Health Enabling Technologies and Data
Reliability of data analytics for low-quality recordings of diverse sensors
Carl-Friedrich-Gauß-Faculty of TU Braunschweig (TU-BS)
This module is part of the certificate ”Secure Development of Medical Information Systems”
Teaching Language: English
Workload: 0h presence / 42h online / 108h self-study = 150h total1 (6 ECTS)
Target Group: The target group is master’s students of computer science, medical informatics, and related study courses. In this module, students learn to understand and solve challenges and difficulties in biomedical signal processing of HET-data and their integration into health records. Students also know and understand the basics of semantic interoperability. Besides, students can actively apply and analyze signal and image processing methods, both in theory and in practice with Python and R.
Students learn how to deal with linear and non-linear noise and to evaluate the suitability of methods for processing or preprocessing HET-data as well as to work out proposals for suitable methods. The module is to be embedded in the master's program in computer science, business informatics, and comparable master's programs in the elective field of medical informatics.
Consultation & Registration:
If you have any questions, please do not hesitate to contact us: info@highmed-lehre.de
Form of teaching: Teaching videos, consulting hour, and e-tivities
The use of health enabling technologies (HET) at home, in the vehicle or worn on the human body generates signal measurements and image data with poor signal quality, shifting offsets and recording gaps. The data quality is much lower as compared to clinical data, but a big data volume is recorded continuously and needs real-time analysis to predict or alarm adverse events.
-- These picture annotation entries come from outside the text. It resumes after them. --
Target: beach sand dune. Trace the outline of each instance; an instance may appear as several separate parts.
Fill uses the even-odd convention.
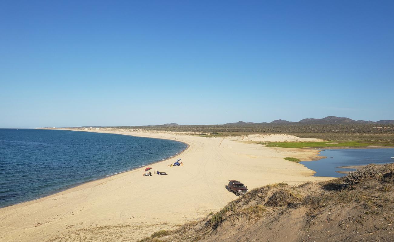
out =
[[[1,209],[0,241],[132,241],[221,209],[236,198],[226,189],[229,180],[241,181],[251,189],[331,179],[310,176],[313,171],[283,159],[312,159],[318,150],[174,132],[94,131],[175,140],[189,147],[178,157],[149,166],[167,175],[143,176],[141,167]],[[273,135],[277,139],[281,135]],[[167,166],[178,158],[184,165]]]
[[[277,134],[245,135],[230,139],[233,140],[259,142],[310,142],[324,141],[320,139],[300,138],[290,135]]]

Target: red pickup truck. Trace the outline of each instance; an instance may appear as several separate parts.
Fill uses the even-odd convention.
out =
[[[234,192],[235,195],[239,196],[247,192],[247,188],[245,185],[235,180],[229,180],[229,191]]]

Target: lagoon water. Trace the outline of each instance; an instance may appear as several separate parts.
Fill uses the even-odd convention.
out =
[[[177,141],[121,135],[0,129],[0,207],[160,161],[186,148]]]
[[[314,176],[341,177],[346,174],[337,171],[354,170],[339,166],[366,165],[371,163],[394,163],[394,149],[344,149],[325,150],[320,156],[326,158],[313,161],[301,161],[301,164],[316,172]]]

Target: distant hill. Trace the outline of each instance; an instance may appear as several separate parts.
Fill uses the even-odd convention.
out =
[[[164,124],[163,125],[165,126],[174,126],[174,125],[179,125],[178,124],[175,123],[171,123],[171,124]]]
[[[254,123],[253,122],[244,122],[240,121],[236,123],[227,123],[225,125],[264,125],[270,124],[394,124],[394,120],[381,120],[378,121],[372,121],[370,120],[353,120],[351,118],[346,117],[337,117],[336,116],[327,116],[323,118],[304,118],[298,122],[288,121],[282,119],[277,119],[270,123],[264,122],[262,123]]]
[[[257,123],[253,123],[253,122],[244,122],[243,121],[238,121],[236,123],[227,123],[225,124],[225,125],[245,125],[246,124],[257,124]]]
[[[292,124],[293,123],[296,123],[296,122],[291,122],[290,121],[288,121],[287,120],[282,120],[281,119],[277,119],[276,120],[274,120],[272,122],[269,123],[270,124]]]

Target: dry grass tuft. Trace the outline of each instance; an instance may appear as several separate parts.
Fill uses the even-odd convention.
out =
[[[306,181],[303,183],[299,184],[296,187],[305,187],[307,185],[309,185],[309,184],[312,184],[313,183],[310,181]]]
[[[173,232],[169,230],[159,230],[152,234],[151,235],[151,238],[161,238],[163,236],[169,235],[172,233]]]
[[[299,202],[299,198],[294,193],[284,189],[278,190],[268,199],[266,205],[271,207],[282,207]]]

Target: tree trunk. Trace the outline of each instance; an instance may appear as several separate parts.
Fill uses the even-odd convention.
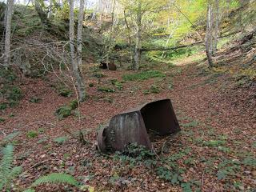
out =
[[[219,0],[215,0],[214,5],[214,32],[213,32],[213,55],[215,55],[217,52],[217,46],[218,46],[218,38],[219,35]]]
[[[134,62],[134,51],[133,51],[133,48],[131,46],[131,36],[130,36],[130,28],[129,26],[127,19],[126,19],[126,10],[123,10],[123,15],[124,15],[124,18],[125,18],[125,22],[126,22],[126,25],[128,30],[128,42],[129,42],[129,47],[130,47],[130,63],[133,64]]]
[[[6,66],[10,66],[10,28],[11,28],[11,18],[14,8],[14,0],[8,0],[7,2],[7,11],[6,11],[6,35],[5,35],[5,57],[4,65]]]
[[[77,88],[79,101],[86,99],[86,90],[82,74],[79,70],[78,63],[76,59],[74,50],[74,0],[70,0],[70,44],[71,52],[71,64],[73,67],[74,76],[76,78]]]
[[[138,2],[137,21],[136,21],[136,44],[134,70],[138,70],[141,62],[141,49],[142,49],[142,0]]]
[[[212,58],[212,41],[213,41],[213,10],[212,5],[209,3],[207,11],[207,23],[206,23],[206,52],[208,58],[209,66],[212,67],[214,65]]]
[[[78,66],[82,66],[82,22],[84,16],[84,0],[80,0],[80,7],[79,7],[79,14],[78,14]]]
[[[42,23],[48,25],[49,20],[48,20],[47,14],[43,11],[42,6],[40,5],[40,2],[38,0],[34,1],[34,7],[35,7],[36,11],[38,14],[38,16],[40,18]]]

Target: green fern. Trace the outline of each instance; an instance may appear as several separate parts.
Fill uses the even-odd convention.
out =
[[[0,162],[0,190],[10,190],[12,181],[22,173],[21,166],[13,167],[14,146],[8,145],[2,150],[2,158]]]
[[[54,173],[39,178],[32,184],[32,186],[45,183],[67,183],[71,186],[78,186],[78,182],[73,176],[66,174]]]
[[[12,140],[20,134],[19,131],[7,134],[1,142],[0,146],[3,146],[12,142]]]
[[[23,192],[35,192],[35,190],[27,189],[27,190],[24,190]]]

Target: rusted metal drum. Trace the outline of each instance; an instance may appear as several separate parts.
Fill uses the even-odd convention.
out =
[[[149,132],[163,136],[179,130],[170,99],[158,100],[114,116],[98,132],[98,148],[106,153],[137,143],[151,149]]]

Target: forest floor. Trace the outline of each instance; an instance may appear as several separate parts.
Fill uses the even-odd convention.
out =
[[[254,191],[255,84],[240,86],[230,74],[207,70],[203,61],[178,63],[150,62],[144,69],[163,75],[142,81],[124,81],[124,74],[132,74],[127,70],[101,70],[97,73],[104,76],[99,78],[86,74],[86,85],[94,86],[86,88],[80,121],[78,111],[63,119],[54,115],[74,96],[58,95],[46,79],[21,81],[25,96],[19,106],[2,113],[5,120],[0,122],[1,138],[3,134],[20,133],[13,140],[14,164],[22,165],[24,172],[14,191],[53,172],[69,173],[94,191]],[[113,79],[118,83],[111,83],[117,82]],[[99,91],[103,86],[110,92]],[[31,98],[40,102],[31,102]],[[112,116],[160,98],[171,99],[182,131],[157,141],[156,156],[103,155],[95,150],[97,130]],[[65,130],[81,129],[84,145]],[[67,186],[37,187],[37,191],[78,190]]]

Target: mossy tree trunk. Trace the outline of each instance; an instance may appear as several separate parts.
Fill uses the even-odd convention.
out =
[[[137,18],[136,18],[136,43],[134,70],[138,70],[141,62],[141,49],[142,49],[142,0],[138,2]]]
[[[13,14],[14,0],[8,0],[7,2],[7,11],[6,12],[6,34],[5,34],[5,56],[4,56],[4,65],[8,67],[10,62],[10,33],[11,33],[11,19]]]
[[[81,4],[80,4],[81,6]],[[79,13],[80,14],[80,13]],[[83,9],[82,14],[83,15]],[[80,23],[81,24],[81,23]],[[80,30],[82,31],[82,28],[80,26]],[[82,31],[79,36],[81,40]],[[78,66],[78,62],[76,58],[76,53],[74,49],[74,0],[70,0],[70,52],[71,52],[71,65],[73,68],[73,74],[76,79],[76,86],[78,92],[78,98],[79,101],[82,102],[86,99],[86,89],[85,85],[83,82],[83,79],[81,74],[81,71]],[[82,49],[81,49],[82,50]],[[82,57],[82,55],[81,55]]]

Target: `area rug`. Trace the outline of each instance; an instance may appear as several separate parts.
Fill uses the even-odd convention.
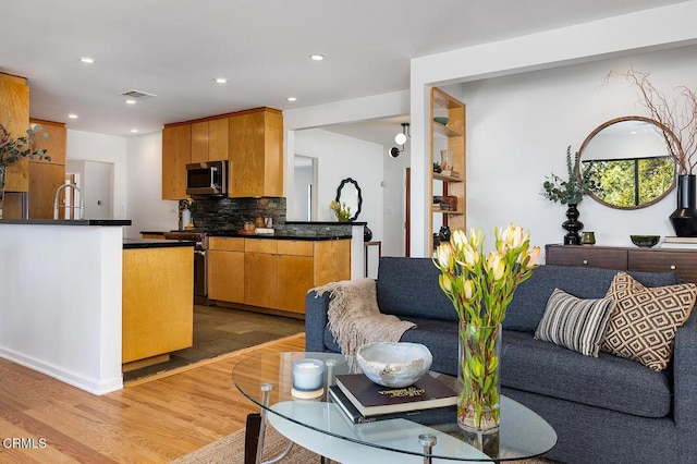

Hence, HET yields novel challenges in signal processing and data analytics, for instance, reliable collection and semantic integration of this data with the electronic health records of the subjects. In addition, the automatic understanding of measurements requires robust algorithms for analysis, such as deep learning.
Competence Level & Competence Type |
Competence Description
1. Level: Know & Understand
Learners know and understand:
- meaning, the usage and the basic structure of AGT systems
- significant examples of AGT systems and their technical challenges to ensure reliable collection, secure transfer and automatic analysis and interpretation of measurement data
- sensor technology for AGT systems and their basic properties
- architecture and interfaces of data integration centers
- different vocabularies for semantic interoperability
- basic signals of processing
- methods for signal description and signal enhancement
- methods for the visualization of AGT signals
- methods for model-based signal analysis
- methods for data-based signal analysis
2. Level: Apply & Analyze / Method competence
Learners can actively apply and analyze signal and image processing methods in theory as well as in practice with open source software:
- for the reduction of linear and non-linear noise
- for signal enhancement
- for robust data analysis
- for the determination of reliable Ground Truth
- for real-time monitoring, event prediction and emergency detection
3. Level: Evaluate & construct
Learners can:
- handle linear and non-linear noise and evaluate the suitability of methods for conditioning or pre-processing for given AGT signals and develop proposals for suitable methods
- evaluate methods of visualization for the AGT signals to be displayed
- evaluate the suitability of the methods of model- and data-based signal analysis for certain tasks in the processing of AGT signals
- evaluate data integration concepts
The module is to be integrated into the curriculum of the Carl-Friedrich-Gauß-Faculty of TU Braunschweig. The next lecture starts in the winter semester on November 1, 2022 and the registration deadline is October 20, 2022.
1: The times serve as rough orientation. The real times may differ.